Je le sais, il n’a pas tort. Savoir
ce personnage si misérable fausse mon ancienne vision de lui. Pourtant je ne
peux que me rappeler à ses grands périls les outrages qu’il a commis. Femme,
enfants, vieillards… Tués par le tyran ! Une simple impulsion ? Une
curiosité malsaine ? Ah que de délits si peu pardonnables pour un seul
être ! Ce n’est pas un exemple, je le vois, je le sens, mais est-il la
représentation même d’une morale lorsque d’autres tels que lui existent en ce
monde ? Peut-être est-il un modèle de pouvoir pour ces démocrates
crapuleux qui persécutent leurs peuples, pour ces parents qui maltraitent leurs
enfants, pour ces patrons qui se croient au-dessus des lois.
Elle dépose une première carte
sur la petite table de bois à son opposé.

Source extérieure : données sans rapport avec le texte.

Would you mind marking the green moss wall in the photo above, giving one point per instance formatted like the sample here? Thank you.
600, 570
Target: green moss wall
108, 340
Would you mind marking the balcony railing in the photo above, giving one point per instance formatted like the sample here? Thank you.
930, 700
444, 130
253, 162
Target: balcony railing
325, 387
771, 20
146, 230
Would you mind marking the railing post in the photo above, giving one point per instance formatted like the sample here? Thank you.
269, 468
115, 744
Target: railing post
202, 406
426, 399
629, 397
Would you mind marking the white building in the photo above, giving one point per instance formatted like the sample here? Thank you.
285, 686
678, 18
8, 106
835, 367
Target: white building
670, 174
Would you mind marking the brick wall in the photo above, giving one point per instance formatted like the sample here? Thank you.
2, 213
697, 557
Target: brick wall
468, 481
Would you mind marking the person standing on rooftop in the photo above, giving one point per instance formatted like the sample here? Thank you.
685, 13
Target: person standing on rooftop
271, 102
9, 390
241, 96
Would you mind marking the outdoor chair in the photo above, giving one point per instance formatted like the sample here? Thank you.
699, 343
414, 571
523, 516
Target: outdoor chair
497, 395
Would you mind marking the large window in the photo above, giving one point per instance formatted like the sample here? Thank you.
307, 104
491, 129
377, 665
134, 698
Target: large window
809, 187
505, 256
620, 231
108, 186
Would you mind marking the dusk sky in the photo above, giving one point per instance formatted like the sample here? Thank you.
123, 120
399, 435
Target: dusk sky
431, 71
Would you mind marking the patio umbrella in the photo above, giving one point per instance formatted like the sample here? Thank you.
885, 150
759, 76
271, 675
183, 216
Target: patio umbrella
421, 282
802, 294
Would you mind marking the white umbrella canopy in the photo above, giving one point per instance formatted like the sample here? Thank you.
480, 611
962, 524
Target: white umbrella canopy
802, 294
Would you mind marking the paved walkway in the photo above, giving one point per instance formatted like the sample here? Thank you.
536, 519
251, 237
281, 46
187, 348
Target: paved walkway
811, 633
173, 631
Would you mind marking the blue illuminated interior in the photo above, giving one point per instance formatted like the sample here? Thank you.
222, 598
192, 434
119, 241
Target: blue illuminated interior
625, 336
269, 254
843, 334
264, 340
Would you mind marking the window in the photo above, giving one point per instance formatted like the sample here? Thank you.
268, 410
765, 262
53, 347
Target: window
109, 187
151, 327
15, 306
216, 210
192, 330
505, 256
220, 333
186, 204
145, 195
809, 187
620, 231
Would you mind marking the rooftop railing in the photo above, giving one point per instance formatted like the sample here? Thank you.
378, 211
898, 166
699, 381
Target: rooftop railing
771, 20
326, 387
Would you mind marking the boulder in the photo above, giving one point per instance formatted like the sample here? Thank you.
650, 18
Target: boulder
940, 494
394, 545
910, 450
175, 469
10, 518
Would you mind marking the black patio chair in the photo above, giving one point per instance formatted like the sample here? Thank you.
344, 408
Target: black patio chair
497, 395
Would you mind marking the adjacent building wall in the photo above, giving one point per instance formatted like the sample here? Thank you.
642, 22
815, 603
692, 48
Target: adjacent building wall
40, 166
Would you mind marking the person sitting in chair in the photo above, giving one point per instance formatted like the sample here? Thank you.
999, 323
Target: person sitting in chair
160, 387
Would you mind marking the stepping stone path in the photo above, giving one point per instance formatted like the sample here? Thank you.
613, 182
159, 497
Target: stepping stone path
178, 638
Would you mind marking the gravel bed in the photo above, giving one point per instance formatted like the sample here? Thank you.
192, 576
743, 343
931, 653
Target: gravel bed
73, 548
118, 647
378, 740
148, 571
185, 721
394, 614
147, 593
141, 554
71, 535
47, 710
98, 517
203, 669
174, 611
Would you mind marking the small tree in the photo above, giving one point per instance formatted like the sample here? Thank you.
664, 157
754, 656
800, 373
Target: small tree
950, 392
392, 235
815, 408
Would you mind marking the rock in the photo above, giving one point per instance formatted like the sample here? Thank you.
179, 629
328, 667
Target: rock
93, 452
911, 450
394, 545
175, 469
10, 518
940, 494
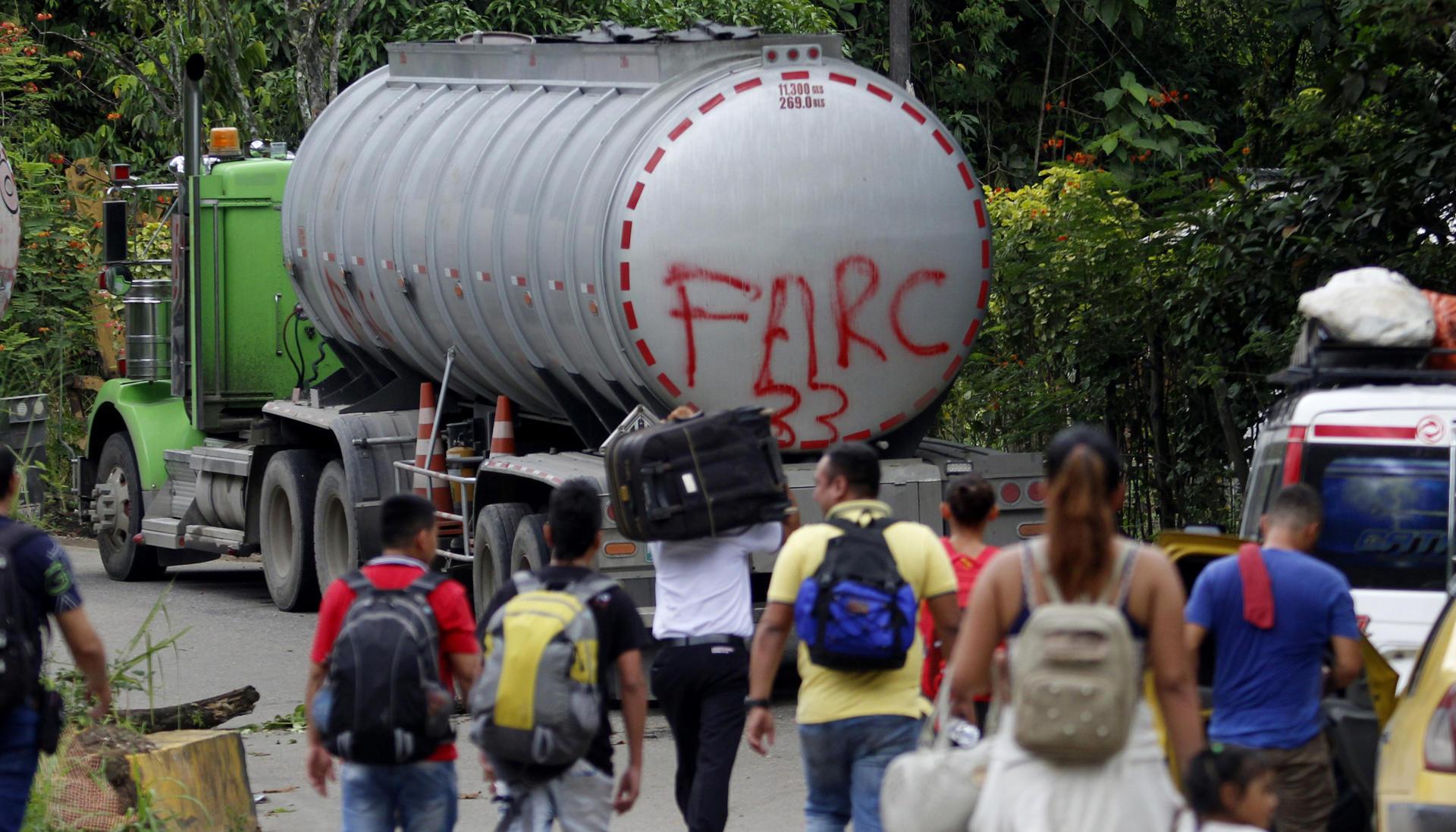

Non, Tom a finement compris ce
que je ne saisis point. Était-ce un tyran, il n’en reste pas moins homme.
Fervent serviteur de l’humanité, son espoir n’était-il pas l’immortalité pour notre
race par sensibilité ? S’il devenait dieu, alors nous le serions
aussi ! Tous un.
Elle pose une deuxième carte,
mais devant elle cette fois.
Mon Dieu, mais qu’est-ce que
je raconte ! Un homme provoquant douleur et terreur autour de lui ne peut
être bon ! Même par malheur, nul ne peut tuer et commander par tyrannie.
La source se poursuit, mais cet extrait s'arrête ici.